Long-distance vMotion for disaster avoidance? Do the math first

The proponents of inter-DC layer-2 connectivity (required by long-distance vMotion) inevitably cite disaster avoidance (along with buzzword-bingo-winning business agility) as one of the primary requirements after they figure out stretched clusters might not be such a good idea (and there’s no way to explain the dangers of split subnets to some people). When faced with the disaster avoidance “requirement”, ask them to do some basic math first.

However, before starting this third-grade math exercise, let’s define disaster avoidance. The idea is simple: an iRene is approaching, you know you’ll have to shut down one of the data centers, and want to migrate the workload to another data center. Major obstacle: maximum round-trip time supported by vMotion with vSphere 4.x is 5 ms (some other documents cite 200 km), extended to 10 ms in vSphere 5.x. Is that enough to bring you out of harm’s way? It depends; you might want to check the disaster avoidance requirements against the distance limits first.

Now let’s focus on the inter-DC bandwidth. To simplify the math, assume you have two 1Gbps links (that seems to be a common inter-DC link speed these days) between your data centers.

If you have a single link and someone starts talking about disaster avoidance, tell them to buy the second link first.

The inter-DC links are probably not empty (or your boss should be asking you some tough questions), so let’s say we have 1Gbps of bandwidth available for disaster avoidance-induced vMotion. Assuming perfect link utilization, no protocol overhead, and no repeat copies of dirty memory pages, you can move a GB of RAM in 8 seconds ... or completely saturate a 1Gbps link to vacate a physical server with 256 GB or RAM in just over half an hour ... or 2 hours for a single quarter-rack UCS chassis full of B230 M1 blade servers. Obviously the moved VMs will cause long-distance traffic trombones, further increasing the utilization of inter-DC link and reducing effective migration rate.

So, the next time someone drops by with a great disaster avoidance scheme, make sure you ask the following questions (after politely listening to all the perceived business benefits):

How much workload do we need to migrate? Remember the VM RAM utilization only tends to increase (and the few mission-critical VMs they talk about today will likely explode as soon as you implement inter-DC vMotion), so you might want to multiply today’s figures by a healthy safety margin.

How quickly do we need to evacuate the data center? Don’t forget that this business objective includes the time required for all preparatory and cleanup operations, including fixing the storage configuration and IP routing at the end of the migration.

How often do you think we’ll do that? Of course the answer will be “we don’t know” but good disaster recovery planners should always know whether they’re trying to protect the assets against frequently recurring events (like yearly floods) or 100-year events.
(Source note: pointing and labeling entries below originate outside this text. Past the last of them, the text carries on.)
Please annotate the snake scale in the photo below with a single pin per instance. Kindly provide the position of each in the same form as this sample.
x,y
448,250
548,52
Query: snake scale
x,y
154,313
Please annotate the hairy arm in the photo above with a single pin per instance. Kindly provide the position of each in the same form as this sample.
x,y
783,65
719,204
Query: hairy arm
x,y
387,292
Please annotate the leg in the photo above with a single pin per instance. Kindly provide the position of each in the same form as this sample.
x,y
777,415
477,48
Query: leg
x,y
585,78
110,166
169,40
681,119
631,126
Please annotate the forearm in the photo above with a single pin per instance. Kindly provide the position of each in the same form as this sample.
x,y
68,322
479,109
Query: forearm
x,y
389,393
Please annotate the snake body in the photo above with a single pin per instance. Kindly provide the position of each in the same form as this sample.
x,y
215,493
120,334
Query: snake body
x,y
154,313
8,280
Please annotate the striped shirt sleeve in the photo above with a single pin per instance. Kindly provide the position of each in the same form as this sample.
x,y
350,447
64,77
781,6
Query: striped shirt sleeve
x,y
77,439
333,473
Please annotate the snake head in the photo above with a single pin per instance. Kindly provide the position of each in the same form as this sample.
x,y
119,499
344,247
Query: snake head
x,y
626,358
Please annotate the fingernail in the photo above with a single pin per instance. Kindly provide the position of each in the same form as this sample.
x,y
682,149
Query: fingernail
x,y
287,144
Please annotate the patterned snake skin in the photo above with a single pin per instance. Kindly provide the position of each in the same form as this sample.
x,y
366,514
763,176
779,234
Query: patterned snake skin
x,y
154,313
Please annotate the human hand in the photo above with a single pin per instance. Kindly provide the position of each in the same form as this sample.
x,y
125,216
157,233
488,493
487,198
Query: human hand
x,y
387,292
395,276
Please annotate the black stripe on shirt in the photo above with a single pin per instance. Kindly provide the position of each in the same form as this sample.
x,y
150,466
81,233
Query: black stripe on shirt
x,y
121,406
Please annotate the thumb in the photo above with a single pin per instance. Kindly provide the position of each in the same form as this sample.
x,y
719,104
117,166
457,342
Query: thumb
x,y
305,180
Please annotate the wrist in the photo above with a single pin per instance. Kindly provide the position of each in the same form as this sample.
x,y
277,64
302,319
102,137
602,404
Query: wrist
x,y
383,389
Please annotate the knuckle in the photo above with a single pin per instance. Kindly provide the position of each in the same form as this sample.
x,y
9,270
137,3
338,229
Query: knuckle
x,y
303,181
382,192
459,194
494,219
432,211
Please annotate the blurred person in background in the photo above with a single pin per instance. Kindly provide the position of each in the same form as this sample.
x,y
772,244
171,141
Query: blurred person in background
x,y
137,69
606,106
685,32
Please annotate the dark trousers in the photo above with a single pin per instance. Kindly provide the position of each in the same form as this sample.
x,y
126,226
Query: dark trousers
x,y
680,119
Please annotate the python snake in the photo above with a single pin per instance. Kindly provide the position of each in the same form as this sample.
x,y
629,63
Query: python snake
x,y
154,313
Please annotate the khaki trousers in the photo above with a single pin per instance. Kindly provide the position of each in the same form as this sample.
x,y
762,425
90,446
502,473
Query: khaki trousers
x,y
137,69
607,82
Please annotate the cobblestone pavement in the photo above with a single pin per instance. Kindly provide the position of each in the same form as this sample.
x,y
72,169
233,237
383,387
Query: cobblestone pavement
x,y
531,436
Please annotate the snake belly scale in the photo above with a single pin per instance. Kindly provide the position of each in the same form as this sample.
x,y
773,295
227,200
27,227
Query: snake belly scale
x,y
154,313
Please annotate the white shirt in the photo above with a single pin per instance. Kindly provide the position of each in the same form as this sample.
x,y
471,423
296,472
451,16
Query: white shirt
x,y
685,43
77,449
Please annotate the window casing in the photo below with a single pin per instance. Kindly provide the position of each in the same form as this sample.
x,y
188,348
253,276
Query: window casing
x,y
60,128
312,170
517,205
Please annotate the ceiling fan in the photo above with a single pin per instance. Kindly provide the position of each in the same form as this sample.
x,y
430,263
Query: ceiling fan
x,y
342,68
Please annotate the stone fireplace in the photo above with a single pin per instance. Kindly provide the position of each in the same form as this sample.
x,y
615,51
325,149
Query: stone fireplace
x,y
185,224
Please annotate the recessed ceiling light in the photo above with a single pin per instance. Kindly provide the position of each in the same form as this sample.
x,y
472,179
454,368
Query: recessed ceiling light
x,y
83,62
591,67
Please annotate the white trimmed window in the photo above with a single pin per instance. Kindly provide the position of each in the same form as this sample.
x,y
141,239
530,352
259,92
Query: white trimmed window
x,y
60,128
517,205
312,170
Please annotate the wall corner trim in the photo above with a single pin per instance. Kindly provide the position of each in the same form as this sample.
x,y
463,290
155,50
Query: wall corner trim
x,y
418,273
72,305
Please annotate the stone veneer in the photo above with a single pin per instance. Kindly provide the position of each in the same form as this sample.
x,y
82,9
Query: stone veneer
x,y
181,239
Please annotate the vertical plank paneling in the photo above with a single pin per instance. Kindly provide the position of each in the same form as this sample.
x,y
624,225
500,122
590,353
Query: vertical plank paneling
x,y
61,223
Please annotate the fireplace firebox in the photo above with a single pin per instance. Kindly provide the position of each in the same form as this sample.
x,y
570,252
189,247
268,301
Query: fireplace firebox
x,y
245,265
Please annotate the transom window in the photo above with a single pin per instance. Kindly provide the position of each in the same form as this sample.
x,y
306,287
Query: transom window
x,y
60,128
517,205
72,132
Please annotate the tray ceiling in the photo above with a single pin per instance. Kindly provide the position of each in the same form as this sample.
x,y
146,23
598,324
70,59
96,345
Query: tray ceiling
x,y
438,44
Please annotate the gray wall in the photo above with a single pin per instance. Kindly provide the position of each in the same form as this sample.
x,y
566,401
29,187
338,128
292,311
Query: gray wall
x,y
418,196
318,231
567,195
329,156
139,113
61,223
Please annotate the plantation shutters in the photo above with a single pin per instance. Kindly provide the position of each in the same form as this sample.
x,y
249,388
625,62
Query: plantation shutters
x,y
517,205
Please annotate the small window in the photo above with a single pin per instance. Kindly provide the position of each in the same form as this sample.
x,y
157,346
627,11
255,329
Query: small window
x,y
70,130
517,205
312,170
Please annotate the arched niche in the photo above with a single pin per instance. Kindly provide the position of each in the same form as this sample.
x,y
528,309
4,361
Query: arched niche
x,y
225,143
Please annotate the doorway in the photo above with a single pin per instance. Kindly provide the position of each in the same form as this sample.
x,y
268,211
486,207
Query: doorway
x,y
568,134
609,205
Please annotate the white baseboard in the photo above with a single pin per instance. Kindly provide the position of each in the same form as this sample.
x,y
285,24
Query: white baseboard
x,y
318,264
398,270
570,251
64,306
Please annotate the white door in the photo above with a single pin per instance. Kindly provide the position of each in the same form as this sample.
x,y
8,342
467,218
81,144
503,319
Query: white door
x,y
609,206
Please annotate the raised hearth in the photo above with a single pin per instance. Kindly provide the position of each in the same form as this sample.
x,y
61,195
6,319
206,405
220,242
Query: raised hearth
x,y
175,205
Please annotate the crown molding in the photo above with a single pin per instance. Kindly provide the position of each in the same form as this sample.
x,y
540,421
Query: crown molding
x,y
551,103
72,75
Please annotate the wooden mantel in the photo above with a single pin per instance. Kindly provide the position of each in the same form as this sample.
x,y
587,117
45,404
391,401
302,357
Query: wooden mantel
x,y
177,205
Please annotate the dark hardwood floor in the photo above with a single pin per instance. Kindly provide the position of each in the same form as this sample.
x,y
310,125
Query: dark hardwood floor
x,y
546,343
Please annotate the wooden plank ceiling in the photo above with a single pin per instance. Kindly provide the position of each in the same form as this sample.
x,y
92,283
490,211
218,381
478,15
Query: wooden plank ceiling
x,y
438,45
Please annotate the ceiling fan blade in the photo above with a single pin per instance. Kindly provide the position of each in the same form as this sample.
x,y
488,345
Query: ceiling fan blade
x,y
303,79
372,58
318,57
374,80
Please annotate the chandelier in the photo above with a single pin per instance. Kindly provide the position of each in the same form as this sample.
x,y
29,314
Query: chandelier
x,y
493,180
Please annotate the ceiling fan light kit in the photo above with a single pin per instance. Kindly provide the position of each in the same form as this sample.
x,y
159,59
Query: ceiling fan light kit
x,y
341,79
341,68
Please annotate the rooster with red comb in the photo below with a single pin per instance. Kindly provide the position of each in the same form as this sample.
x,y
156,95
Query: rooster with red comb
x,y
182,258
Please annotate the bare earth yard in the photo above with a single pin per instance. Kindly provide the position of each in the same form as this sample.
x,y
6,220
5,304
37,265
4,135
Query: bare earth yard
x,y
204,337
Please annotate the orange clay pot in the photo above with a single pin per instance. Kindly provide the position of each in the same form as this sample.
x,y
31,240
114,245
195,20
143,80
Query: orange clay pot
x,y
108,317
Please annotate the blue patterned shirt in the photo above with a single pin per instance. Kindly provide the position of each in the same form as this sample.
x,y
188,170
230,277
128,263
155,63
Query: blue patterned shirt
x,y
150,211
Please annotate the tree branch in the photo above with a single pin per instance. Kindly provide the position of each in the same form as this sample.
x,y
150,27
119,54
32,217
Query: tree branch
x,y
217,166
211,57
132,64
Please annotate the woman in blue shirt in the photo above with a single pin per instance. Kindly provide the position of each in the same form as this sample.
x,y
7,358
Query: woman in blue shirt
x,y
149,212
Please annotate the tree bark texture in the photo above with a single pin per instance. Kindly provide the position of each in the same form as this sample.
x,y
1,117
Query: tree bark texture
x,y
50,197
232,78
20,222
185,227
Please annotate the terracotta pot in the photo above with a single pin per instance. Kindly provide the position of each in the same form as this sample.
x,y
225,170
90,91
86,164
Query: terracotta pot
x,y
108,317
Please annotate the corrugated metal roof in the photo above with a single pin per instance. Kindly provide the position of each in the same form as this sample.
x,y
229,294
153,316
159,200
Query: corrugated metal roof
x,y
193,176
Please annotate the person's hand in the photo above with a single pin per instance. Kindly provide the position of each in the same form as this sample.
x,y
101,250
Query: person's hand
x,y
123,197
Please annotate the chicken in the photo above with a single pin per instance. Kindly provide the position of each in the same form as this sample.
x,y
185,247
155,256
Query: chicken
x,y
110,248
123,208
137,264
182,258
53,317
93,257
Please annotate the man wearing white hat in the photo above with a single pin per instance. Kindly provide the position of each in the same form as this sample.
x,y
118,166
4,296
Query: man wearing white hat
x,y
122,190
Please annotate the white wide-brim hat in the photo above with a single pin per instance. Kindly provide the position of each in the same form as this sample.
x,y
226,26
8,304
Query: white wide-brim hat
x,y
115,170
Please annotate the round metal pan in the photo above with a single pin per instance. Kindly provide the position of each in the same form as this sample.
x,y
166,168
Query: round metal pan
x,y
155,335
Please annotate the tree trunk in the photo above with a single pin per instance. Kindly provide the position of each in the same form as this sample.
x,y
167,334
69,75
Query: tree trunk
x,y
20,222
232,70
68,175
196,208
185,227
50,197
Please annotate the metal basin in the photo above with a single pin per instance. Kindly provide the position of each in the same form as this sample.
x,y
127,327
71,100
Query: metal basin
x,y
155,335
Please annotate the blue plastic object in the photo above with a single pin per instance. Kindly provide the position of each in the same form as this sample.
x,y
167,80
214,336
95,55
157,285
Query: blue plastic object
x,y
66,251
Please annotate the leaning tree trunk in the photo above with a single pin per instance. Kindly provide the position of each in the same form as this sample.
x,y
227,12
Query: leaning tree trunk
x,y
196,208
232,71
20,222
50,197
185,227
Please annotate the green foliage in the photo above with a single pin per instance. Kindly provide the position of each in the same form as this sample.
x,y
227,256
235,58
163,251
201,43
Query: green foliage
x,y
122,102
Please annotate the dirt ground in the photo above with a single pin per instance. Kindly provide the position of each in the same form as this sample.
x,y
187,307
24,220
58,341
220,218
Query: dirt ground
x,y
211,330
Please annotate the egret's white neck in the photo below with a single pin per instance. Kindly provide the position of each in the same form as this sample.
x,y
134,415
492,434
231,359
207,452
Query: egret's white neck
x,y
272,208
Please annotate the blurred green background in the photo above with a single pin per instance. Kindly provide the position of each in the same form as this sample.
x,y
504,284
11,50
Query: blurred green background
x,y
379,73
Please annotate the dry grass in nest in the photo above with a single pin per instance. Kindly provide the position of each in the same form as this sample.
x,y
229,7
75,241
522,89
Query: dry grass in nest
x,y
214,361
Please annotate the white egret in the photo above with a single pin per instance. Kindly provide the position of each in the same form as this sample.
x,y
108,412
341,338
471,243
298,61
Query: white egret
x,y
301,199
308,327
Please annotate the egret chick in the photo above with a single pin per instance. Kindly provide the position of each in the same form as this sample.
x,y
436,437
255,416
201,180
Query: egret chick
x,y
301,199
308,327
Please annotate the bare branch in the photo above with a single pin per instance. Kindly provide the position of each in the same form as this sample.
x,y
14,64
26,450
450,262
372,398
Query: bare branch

From the answers to these questions, you can compute the extra bandwidth needed to migrate the workload. Add another safety margin for protocol overhead and repeat copies. 20-30% seems reasonable, but you might get way more repeat copies if you move large VMs over low-speed links; if you disagree, please add your comment.

Next, investigate how much spare capacity you have on the inter-DC links during the peak period (unless someone gives you 48 hours to evacuate the data center, you have to assume the worst-case scenario). Subtract that from the required migration bandwidth. Now you know how much extra bandwidth you need to support the disaster avoidance solution.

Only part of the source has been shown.